Social inflation refers to the impact of rising litigation costs on claim payouts, loss ratios, and, ultimately, how much policyholders pay for coverage. Research suggests that social inflation could be causing losses to increase 2% to 3% each year over and above general inflation. Multiple factors are contributing to social inflation within the liability market, including attorney advertising, tort reform deterioration, desensitization to large jury awards and declination of attitudes toward corporations. Juries continue to dictate that when someone is injured, someone else must pay — and that “someone” is inevitably the party perceived to have deep pockets.  

Plaintiff bar tactics and novel theories of liability are continuing to drive up claim values. Tactics include jury anchoring, reptile theory and novel theories such as expansion of vicarious liability.

  • Jury anchoring: A strategy used to cause jurors to use a specific, often random, point of reference when evaluating damages in a lawsuit. Typically, it includes making references to corporate revenue or income as a means to set a start point for damages.
  • Reptile theory: This strategy continues to inflame jury awards nearly 15 years after it’s emergence and requires additional defense planning and preparation driving up litigation costs as well as claim payouts.
  • Novel theories of liability for auto claims include expansion of vicarious liability. These novel theories are not getting overturned by appellate courts and require additional legal strategies to overcome.

Nuclear verdicts: Large jury verdicts are continuing to drive up values attributed to liability claims. A recent study by Marathon Strategies found:

  • Nuclear verdict amounts increased by 178% compared to the five years prior to the COVID-19 pandemic.
  • Court closures interrupted the trend in 2020.
  • The sum of nuclear verdicts nearly quadrupled in the two years following 2020, increasing from $4.9 billion to over $18.3 billion in 2022.
  • In 2022, the number of nuclear verdicts doubled with the median amount increasing from $21.5 million to $41.1 million.
  • There were 20 awards over $100 million and four over $1 billion in 2022.
The most powerful defenses to litigation exposures are execution of avoidance and mitigation strategies. This begins with loss control.
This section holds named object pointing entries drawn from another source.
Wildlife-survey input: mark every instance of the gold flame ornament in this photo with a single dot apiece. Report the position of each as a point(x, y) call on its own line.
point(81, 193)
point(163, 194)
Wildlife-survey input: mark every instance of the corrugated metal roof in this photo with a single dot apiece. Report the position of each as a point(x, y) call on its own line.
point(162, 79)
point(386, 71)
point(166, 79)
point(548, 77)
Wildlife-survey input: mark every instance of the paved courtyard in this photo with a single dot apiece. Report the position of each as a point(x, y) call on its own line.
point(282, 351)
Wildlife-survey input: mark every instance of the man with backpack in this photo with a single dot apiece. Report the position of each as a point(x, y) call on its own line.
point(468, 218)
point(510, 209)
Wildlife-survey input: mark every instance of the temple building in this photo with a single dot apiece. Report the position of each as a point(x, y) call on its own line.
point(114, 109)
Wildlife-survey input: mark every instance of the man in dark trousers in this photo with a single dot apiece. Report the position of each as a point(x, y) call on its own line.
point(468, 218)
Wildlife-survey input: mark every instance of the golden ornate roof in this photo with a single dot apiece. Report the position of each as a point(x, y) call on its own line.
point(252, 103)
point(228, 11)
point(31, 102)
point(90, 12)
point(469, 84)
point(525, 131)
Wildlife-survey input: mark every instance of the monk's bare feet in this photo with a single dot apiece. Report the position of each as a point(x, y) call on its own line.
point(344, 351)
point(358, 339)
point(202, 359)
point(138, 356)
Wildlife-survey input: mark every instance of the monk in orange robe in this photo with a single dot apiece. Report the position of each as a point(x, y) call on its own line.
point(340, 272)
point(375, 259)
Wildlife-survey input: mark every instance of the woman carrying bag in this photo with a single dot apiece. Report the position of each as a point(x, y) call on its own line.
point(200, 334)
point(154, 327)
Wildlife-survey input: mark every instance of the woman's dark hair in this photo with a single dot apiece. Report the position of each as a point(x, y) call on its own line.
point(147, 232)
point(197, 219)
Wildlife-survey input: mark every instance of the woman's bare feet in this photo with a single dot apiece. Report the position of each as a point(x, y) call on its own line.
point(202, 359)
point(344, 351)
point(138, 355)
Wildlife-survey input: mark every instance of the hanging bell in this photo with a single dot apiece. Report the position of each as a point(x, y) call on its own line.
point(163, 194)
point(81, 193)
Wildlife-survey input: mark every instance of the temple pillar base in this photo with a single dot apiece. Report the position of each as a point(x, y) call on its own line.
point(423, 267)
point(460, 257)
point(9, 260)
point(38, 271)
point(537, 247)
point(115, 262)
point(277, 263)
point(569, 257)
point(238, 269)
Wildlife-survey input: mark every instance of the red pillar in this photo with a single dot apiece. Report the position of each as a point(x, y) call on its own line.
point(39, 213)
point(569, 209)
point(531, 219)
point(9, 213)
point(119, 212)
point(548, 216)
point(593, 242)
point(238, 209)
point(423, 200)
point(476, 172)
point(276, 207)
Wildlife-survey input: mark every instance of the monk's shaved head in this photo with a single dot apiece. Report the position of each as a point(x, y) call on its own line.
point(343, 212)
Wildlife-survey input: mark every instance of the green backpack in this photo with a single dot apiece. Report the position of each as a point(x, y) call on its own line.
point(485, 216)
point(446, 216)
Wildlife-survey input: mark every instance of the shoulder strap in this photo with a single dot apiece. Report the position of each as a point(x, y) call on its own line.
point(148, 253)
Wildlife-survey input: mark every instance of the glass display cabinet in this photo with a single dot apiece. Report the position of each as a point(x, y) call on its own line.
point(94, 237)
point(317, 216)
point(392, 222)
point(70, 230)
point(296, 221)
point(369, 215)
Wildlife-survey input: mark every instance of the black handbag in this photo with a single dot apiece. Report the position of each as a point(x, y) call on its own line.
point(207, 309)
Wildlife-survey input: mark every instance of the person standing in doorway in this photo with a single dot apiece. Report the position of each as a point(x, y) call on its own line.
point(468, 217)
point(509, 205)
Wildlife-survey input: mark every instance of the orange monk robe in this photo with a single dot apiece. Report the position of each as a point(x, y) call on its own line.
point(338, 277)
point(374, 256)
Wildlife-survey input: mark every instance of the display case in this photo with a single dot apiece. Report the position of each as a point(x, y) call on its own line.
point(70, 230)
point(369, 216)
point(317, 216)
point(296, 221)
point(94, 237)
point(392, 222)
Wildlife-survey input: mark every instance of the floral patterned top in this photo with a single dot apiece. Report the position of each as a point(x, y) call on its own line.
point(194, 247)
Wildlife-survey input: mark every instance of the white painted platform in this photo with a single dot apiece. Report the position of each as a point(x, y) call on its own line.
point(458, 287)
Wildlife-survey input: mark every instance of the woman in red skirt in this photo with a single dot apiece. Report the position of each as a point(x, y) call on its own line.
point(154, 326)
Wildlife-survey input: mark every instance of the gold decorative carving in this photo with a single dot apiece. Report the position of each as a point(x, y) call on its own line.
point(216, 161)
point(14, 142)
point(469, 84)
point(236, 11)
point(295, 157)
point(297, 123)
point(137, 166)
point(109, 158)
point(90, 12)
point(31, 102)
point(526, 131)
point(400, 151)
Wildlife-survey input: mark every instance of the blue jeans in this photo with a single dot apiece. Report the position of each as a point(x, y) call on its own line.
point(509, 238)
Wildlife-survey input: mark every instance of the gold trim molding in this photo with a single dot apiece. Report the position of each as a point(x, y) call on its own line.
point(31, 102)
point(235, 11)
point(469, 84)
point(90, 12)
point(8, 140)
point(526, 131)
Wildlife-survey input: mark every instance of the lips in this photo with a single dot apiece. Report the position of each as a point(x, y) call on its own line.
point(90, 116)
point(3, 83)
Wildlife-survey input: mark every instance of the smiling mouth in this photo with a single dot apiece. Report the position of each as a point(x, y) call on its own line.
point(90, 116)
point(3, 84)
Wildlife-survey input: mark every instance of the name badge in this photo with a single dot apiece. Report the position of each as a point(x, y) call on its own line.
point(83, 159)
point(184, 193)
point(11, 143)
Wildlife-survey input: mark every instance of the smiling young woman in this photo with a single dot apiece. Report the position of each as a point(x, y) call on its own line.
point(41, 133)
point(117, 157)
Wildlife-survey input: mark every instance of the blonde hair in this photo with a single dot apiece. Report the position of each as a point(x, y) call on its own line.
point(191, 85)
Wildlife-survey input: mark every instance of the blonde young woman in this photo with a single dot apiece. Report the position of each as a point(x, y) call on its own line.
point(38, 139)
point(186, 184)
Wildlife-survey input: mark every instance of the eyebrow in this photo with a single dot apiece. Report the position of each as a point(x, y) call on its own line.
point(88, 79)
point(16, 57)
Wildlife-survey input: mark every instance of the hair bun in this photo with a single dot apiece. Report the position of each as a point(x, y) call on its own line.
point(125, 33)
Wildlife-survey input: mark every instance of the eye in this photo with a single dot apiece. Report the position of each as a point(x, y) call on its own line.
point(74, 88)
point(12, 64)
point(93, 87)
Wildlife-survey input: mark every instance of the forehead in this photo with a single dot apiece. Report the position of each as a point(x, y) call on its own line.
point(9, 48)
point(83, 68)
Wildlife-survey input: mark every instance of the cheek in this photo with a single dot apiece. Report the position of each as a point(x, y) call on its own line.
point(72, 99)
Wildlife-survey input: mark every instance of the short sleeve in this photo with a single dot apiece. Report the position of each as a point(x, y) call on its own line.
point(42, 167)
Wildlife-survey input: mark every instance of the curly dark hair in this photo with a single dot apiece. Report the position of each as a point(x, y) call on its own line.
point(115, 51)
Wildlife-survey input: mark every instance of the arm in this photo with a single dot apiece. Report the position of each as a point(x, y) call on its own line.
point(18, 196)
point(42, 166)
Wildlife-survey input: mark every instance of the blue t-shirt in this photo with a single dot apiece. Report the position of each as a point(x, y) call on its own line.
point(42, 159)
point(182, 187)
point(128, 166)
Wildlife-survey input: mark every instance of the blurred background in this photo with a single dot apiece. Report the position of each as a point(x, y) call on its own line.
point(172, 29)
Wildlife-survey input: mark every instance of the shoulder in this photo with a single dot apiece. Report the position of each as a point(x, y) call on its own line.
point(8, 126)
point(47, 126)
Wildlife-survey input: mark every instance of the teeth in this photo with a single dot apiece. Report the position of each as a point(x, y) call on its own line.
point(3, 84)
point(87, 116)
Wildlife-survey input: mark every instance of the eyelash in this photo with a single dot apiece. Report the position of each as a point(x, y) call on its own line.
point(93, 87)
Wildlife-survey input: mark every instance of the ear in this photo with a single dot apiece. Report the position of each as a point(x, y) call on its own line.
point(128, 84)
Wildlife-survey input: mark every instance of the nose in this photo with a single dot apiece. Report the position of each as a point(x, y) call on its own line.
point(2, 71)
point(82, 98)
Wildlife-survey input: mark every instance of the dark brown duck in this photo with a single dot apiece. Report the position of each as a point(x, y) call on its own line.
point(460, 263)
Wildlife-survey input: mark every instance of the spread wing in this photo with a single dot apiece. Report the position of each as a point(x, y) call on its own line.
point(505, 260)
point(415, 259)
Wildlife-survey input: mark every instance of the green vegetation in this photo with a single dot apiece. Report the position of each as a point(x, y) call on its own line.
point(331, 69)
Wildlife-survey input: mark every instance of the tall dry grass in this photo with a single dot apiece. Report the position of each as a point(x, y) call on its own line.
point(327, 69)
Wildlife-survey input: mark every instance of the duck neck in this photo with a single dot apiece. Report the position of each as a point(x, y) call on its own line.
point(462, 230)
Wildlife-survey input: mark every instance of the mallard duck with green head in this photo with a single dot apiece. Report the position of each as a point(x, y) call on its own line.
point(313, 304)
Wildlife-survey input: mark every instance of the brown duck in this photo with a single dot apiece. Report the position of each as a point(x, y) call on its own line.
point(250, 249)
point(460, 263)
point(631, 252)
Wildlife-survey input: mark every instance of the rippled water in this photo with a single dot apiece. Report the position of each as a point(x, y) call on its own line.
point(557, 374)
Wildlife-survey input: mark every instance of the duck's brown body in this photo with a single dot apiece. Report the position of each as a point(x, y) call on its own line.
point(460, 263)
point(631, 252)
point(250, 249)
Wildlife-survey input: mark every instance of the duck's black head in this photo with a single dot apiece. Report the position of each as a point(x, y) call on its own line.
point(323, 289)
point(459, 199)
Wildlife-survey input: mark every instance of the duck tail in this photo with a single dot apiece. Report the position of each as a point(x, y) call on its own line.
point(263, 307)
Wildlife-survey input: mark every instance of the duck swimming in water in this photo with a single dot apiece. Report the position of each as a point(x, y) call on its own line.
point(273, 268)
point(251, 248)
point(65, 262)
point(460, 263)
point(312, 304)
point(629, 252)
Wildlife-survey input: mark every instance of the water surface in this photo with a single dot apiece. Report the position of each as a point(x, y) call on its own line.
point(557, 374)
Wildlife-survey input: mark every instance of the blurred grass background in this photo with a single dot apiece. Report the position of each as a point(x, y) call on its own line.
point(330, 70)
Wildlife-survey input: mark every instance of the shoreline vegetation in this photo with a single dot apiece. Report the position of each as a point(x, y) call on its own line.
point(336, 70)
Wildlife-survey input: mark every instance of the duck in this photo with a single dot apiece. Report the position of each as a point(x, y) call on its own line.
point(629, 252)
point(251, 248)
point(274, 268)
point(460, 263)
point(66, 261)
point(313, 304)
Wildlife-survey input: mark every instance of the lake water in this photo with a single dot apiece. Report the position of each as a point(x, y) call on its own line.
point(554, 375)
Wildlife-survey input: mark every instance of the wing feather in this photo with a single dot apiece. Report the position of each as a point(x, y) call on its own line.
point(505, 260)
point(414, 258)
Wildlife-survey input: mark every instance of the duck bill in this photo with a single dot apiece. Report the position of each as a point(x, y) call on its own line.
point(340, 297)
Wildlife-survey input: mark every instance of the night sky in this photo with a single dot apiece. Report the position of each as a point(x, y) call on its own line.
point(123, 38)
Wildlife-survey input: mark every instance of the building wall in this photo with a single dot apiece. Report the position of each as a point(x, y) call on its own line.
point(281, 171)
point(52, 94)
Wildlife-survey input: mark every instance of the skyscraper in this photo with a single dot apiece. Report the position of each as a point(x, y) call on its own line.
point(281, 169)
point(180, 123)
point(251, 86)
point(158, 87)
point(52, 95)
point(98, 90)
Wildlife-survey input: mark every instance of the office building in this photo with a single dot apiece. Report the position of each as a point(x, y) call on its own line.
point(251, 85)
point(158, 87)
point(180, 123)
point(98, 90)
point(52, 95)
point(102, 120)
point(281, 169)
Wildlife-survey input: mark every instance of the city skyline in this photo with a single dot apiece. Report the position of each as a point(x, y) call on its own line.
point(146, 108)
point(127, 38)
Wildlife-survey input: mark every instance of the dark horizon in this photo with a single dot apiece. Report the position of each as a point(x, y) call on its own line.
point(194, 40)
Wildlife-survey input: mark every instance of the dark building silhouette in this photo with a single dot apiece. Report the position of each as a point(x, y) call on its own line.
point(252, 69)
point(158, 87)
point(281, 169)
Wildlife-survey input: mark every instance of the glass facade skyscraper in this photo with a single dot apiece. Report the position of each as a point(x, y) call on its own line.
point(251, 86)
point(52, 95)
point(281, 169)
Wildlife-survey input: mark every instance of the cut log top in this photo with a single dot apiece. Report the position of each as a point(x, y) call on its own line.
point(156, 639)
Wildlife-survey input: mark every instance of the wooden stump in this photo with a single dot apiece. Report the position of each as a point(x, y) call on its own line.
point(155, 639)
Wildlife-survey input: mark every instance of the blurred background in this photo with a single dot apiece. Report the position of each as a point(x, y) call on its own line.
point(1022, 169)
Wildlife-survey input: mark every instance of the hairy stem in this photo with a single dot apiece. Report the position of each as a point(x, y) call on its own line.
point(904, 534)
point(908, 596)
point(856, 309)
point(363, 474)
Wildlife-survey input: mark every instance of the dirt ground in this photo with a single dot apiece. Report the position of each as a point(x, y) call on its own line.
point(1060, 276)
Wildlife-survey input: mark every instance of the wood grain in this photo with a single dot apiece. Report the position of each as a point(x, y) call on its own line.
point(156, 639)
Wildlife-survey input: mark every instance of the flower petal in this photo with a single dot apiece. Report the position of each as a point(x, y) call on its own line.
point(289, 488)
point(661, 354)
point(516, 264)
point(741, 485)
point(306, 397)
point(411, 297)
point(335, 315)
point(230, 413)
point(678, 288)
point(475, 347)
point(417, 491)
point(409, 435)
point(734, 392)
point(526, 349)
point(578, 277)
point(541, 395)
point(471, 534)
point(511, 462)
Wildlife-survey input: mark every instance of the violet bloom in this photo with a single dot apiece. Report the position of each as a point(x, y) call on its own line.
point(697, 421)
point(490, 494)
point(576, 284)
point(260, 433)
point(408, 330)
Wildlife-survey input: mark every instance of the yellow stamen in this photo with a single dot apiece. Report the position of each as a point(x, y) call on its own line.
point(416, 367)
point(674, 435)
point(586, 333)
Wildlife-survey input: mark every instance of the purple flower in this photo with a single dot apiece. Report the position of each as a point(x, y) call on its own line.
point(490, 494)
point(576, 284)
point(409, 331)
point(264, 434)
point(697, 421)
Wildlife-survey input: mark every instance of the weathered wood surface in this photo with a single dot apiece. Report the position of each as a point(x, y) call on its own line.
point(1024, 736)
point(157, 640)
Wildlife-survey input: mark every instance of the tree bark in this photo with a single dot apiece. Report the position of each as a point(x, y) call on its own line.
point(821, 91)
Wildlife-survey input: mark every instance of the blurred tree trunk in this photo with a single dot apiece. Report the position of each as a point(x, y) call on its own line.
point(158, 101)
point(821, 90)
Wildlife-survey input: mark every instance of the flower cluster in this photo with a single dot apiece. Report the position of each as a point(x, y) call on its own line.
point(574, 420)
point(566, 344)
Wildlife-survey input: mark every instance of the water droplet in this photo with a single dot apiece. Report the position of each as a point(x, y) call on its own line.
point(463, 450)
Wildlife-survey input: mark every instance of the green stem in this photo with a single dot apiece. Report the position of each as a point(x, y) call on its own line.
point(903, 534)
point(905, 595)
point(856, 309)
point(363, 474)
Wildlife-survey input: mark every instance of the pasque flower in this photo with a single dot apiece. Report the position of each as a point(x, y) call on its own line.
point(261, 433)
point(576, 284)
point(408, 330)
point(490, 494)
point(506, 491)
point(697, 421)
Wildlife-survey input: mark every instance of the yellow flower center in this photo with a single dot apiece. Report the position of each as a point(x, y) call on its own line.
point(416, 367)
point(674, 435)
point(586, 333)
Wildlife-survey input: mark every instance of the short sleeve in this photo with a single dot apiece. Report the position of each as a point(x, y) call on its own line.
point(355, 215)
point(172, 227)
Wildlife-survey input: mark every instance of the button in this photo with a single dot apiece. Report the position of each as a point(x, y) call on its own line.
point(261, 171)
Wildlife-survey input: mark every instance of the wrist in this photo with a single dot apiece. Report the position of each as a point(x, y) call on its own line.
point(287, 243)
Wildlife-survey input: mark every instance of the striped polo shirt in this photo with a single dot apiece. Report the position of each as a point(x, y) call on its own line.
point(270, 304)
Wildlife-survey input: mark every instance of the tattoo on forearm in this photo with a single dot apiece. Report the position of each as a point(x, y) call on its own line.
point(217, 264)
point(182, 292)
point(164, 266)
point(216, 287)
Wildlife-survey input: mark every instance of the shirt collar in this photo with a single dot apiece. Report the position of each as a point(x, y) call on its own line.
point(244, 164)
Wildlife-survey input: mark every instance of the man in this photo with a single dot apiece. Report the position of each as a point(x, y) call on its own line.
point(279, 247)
Using data and predictive analytics and leveraging emerging technologies like telematics is useful in developing overall avoidance and mitigation plans of the initial losses. 

Litigation avoidance at the claim stage must continue to be a focus, particularly when recognizing the trend of claims being litigated sooner. Advocacy and timely communication that promotes understanding of the claim process with a resolution focus will help ensure that claims do not become litigated. Additionally, utilization of predictive modeling identifying claims likely to become litigated can prompt an aggressive workflow to push appropriate and timely resolution. 

Once a suit is at hand, seek to reach an amicable pretrial settlement. Identifying counsel with the specific knowledge and expertise of the relevant area of law, the jurisdiction and of current plaintiff strategies is foundational to favorable outcomes. Resolve all appropriate cases expediently. Alternative dispute resolution mechanisms generally present fewer volatile forums to reach settlements, and bench trials more often are preferable to jury trials. 

If a trial is warranted or unavoidable, specific trial tactics must be undertaken. Ensuring the defense attorney has a defined litigation strategy that encompasses an approach to the known challenges — reptile theory, anchoring, corporate sentiments, etc. — is a must. A different narrative must be created to ensure the best possible outcome.